An update on devolution projects availed by the Ministry of Local Government and Public Works illustrates the progress of various developmental projects in all 10 provinces.
In Bulawayo, Government has completed the rehabilitation of the Ncema and Ferhil pump stations, construction of Cowdray Park road and classroom blocks at Vulindlela Primary.
In Mashonaland West, Chinhoyi completed the fitting of water pipes and installation of solar lights while Chirundu acquired garbage delivery trucks.
Mhondoro-Ngezi has completed refurbishing it’s water reticulation and supply systems with Zvimba Rural District Council completing the construction of five primary schools.
In Chipinge, Manicaland province, projects such as resurfacing of Gaza road, drilling of boreholes and installation of solar lights have all been completed.

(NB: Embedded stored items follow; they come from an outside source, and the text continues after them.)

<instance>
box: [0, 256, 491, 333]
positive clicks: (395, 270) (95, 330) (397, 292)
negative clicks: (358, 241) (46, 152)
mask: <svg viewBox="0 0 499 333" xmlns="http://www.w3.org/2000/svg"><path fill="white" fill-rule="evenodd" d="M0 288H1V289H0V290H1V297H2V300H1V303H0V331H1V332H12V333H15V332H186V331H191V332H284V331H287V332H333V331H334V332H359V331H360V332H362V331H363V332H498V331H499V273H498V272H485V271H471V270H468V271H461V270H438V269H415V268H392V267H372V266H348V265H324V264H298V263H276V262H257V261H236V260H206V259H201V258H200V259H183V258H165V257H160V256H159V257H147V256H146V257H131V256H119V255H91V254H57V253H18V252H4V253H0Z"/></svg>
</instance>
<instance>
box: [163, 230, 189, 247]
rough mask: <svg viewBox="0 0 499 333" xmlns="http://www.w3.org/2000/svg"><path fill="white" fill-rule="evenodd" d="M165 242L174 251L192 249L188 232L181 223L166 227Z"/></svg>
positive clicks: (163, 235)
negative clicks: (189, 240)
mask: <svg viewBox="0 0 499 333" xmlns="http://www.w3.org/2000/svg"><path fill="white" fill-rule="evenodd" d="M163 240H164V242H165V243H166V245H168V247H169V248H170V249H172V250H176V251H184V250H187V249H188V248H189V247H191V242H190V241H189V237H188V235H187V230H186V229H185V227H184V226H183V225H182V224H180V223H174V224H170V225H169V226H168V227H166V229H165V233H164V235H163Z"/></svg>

Rusape Town Council allocated its share of devolution funds towards the acquisition of an ambulance and ambulance equipment as well as chemical dosing pumps for the town’s water works while Chimanimani RDC completed the refurbishment of Mhakwe clinic.
In Masvingo province, Chivi RDC completed the Chombwe water line, Shindi water reticulation and drilling of boreholes in nine wards.
Midlands province completed various clinics in Gokwe and Chimbindi.
In Harare, devolution funds were invested into the city’s ongoing water and sewer rehabilitation.
Insiza Rural District in Matabeleland South has completed repairs for Ngungazi dam, Mahole piped system and refurbishment of Singwango primary school while Beitbridge Rural Council has completed Chabili and Zezani clinics’ construction.
In Matabeland North, Binga Centre water reticulation and procurement of clinic equipment for Chipale is complete.
Devolution seeks to achieve fair and balanced development countrywide in line with Section (2) of the country’s Constitution under which central Government should allow provincial councils to set local development priorities.
Some African countries that have embraced devolution include Uganda, Nigeria and Kenya. In South Africa the devolved system of governance has seen entities self-funding 85 percent of their costs.